Se faire communiquer par le demandeur ou son représentant légal, ou par un tiers avec l’accord de l’intéressé ou de ses ayants-droits, tous documents utiles à sa mission, notamment le précédent rapport d’expertise concernant le demandeur ;
Fournir le maximum de renseignements sur l’identité de la partie demanderesse, ses conditions d’activités professionnelles et de vie, son niveau scolaire, son statut exact, sa formation ;
Entendre contradictoirement les parties, leurs conseils convoqués ou entendus (ceci dans le respect des règles de déontologie médicale ou relatives au secret professionnel) ;
Recueillir toutes informations orales ou écrites des parties : se faire communiquer puis examiner tous documents utiles (dont le dossier médical et plus généralement tous documents médicaux relatifs au fait dommageable dont la partie demanderesse a été victime) ;
À partir des déclarations de la partie demanderesse imputables au fait dommageable et des documents médicaux fournis, décrire l’évolution de son état depuis la précédente expertise et se prononcer sur l’aggravation invoquée ; préciser notamment si l’évolution constatée depuis la précédente expertise est imputable de façon directe et certaine à l’accident ou si elle résulte au contraire d’un fait pathologique indépendant, d’origine médicale ou traumatique ;
Compte tenu de l’état actuel de la victime, procéder à l’évaluation médico-légale des postes de préjudice ;
Déterminer la durée du déficit fonctionnel temporaire, période pendant laquelle, pour des raisons médicales en relation certaine et directe avec l’accident, la victime a dû interrompre totalement ses activités scolaires ou professionnelles, ou ses activités habituelles ;
Si l’incapacité fonctionnelle n’a été que partielle, en préciser le taux ;
Préciser la durée des arrêts de travail au regard des organismes sociaux ; si cette durée est supérieure à l’incapacité temporaire retenue, dire si ces arrêts sont liés au fait dommageable ;
Décrire les souffrances physiques, psychiques ou morales endurées pendant la maladie traumatique (avant consolidation) du fait des blessures subies. Les évaluer selon l’échelle habituelle de sept degrés ;
Donner un avis sur l’existence, la nature et l’importance du préjudice esthétique temporaire (avant consolidation).
Questions fréquentes
Qu'est-ce qu'une expertise médicale en référé ?

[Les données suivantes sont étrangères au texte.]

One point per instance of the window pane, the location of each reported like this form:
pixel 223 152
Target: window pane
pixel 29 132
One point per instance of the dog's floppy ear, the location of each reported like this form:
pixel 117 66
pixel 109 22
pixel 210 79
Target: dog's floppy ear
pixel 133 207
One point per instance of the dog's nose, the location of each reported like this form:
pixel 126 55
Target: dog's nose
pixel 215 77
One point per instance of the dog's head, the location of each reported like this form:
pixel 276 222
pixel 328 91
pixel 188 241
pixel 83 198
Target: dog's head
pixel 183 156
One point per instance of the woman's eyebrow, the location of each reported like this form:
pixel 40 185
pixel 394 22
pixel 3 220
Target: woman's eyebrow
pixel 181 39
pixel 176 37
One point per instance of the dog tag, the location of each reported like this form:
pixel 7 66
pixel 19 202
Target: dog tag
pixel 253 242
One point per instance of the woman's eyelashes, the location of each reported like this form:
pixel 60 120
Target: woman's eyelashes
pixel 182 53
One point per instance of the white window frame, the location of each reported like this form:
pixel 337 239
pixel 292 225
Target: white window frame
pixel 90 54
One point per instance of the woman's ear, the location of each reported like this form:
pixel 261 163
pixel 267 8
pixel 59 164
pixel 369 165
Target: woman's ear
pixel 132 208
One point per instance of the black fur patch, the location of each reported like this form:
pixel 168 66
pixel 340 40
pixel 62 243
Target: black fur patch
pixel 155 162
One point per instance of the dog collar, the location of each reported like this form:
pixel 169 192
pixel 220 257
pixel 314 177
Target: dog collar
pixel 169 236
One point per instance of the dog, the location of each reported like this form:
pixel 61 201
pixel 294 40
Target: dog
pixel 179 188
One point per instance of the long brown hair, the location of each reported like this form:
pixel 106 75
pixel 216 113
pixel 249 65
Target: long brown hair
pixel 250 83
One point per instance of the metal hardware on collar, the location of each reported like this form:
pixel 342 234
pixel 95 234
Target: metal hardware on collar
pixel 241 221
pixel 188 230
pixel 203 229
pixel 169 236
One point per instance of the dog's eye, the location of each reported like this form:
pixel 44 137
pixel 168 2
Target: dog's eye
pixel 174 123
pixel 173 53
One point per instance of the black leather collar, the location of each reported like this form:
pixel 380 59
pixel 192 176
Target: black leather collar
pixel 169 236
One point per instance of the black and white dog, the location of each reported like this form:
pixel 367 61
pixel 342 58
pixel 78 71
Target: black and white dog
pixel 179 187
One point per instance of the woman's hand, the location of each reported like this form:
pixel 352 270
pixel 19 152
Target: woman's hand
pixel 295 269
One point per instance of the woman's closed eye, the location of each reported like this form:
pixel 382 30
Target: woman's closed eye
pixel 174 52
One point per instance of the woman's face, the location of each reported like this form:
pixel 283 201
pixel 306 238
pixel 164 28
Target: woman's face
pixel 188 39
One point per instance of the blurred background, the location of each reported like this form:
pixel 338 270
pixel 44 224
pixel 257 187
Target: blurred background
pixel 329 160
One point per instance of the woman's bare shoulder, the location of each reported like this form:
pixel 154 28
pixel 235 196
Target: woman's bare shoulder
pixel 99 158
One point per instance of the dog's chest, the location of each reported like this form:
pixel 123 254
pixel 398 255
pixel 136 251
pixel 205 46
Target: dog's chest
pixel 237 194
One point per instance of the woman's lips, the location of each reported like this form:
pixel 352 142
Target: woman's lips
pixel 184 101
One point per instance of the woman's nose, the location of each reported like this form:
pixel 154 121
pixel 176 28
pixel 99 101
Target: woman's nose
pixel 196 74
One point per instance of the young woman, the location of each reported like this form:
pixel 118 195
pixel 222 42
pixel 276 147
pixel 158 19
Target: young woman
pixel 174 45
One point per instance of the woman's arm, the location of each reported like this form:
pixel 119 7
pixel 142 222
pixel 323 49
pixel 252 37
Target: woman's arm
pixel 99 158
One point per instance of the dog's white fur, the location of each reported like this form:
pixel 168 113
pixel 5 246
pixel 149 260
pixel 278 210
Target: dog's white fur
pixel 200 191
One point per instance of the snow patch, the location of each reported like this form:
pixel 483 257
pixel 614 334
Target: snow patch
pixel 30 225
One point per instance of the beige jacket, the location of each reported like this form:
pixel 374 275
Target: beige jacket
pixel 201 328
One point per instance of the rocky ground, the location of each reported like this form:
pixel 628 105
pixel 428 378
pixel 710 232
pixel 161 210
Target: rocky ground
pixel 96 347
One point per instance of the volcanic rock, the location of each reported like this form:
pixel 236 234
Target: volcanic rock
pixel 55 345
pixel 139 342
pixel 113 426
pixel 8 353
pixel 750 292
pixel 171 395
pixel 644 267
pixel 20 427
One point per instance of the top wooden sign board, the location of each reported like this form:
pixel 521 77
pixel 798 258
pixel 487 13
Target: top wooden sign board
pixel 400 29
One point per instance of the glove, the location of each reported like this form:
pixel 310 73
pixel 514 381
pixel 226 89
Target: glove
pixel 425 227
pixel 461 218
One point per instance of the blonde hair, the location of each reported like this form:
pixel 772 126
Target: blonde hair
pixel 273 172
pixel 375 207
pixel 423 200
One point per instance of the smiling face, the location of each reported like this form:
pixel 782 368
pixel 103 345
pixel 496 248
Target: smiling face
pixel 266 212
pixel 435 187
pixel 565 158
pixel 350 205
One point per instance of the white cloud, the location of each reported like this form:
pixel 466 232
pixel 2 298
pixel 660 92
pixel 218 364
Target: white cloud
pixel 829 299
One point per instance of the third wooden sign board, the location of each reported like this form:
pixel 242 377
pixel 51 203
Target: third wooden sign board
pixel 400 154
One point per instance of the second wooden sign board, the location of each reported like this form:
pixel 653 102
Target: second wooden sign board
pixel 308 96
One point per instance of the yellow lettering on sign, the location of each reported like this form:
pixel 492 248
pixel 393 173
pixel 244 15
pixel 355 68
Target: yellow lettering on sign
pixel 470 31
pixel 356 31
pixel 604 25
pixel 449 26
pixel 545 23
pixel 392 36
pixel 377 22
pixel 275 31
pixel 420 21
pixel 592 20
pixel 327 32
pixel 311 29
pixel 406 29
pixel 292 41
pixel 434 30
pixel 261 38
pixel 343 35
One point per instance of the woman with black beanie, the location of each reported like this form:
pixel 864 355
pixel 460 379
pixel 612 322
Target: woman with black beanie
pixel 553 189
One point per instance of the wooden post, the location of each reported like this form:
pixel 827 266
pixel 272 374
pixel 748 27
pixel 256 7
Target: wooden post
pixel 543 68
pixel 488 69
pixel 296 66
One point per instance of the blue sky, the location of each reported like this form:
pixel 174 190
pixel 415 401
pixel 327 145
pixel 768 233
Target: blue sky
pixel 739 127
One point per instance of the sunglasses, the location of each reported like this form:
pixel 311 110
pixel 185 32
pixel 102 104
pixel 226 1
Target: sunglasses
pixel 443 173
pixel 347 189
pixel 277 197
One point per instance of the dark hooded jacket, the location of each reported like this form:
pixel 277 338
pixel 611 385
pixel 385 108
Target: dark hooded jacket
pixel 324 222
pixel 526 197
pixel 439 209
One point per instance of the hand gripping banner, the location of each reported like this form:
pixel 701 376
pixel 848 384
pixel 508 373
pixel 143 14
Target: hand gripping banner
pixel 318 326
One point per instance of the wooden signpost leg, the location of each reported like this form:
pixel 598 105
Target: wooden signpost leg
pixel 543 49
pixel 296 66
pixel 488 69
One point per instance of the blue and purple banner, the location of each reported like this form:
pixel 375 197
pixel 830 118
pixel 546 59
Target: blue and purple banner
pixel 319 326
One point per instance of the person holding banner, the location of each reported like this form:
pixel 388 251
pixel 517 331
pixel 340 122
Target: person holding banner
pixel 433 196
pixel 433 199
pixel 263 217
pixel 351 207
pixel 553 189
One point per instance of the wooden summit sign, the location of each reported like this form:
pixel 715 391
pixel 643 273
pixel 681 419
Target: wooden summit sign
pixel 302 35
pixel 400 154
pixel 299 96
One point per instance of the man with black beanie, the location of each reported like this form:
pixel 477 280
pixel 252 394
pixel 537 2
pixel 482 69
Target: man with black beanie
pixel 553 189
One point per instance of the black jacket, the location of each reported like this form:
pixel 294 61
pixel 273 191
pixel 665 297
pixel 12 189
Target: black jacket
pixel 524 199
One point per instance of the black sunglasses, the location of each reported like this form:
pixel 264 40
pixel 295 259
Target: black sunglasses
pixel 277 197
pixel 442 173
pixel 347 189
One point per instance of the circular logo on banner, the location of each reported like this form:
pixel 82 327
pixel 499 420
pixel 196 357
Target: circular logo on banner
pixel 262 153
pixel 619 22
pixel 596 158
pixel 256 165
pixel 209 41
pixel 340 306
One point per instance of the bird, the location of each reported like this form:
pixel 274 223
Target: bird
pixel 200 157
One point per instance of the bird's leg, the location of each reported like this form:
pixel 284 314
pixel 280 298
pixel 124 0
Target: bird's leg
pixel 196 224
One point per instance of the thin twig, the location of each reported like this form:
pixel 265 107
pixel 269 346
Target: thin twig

C'est une procédure permettant de désigner des experts pour évaluer l'état de santé d'une personne dans le cadre d'un litige, avant le procès.
Qui peut demander une expertise médicale ?
Toute personne ayant un intérêt à prouver des faits pouvant influencer la solution d'un litige peut demander une expertise.
Quels sont les délais pour obtenir un rapport d'expertise ?
Les délais peuvent varier, mais dans ce cas, le rapport doit être déposé d'ici le 15 mars 2027.
Que se passe-t-il si la CPAM ne se présente pas ?
La décision sera réputée contradictoire, ce qui signifie qu'elle est valable même sans la présence de la CPAM.
Comment se déroule l'audience en référé ?
L'audience est publique et permet aux parties de présenter leurs arguments avant que le juge ne prenne une décision.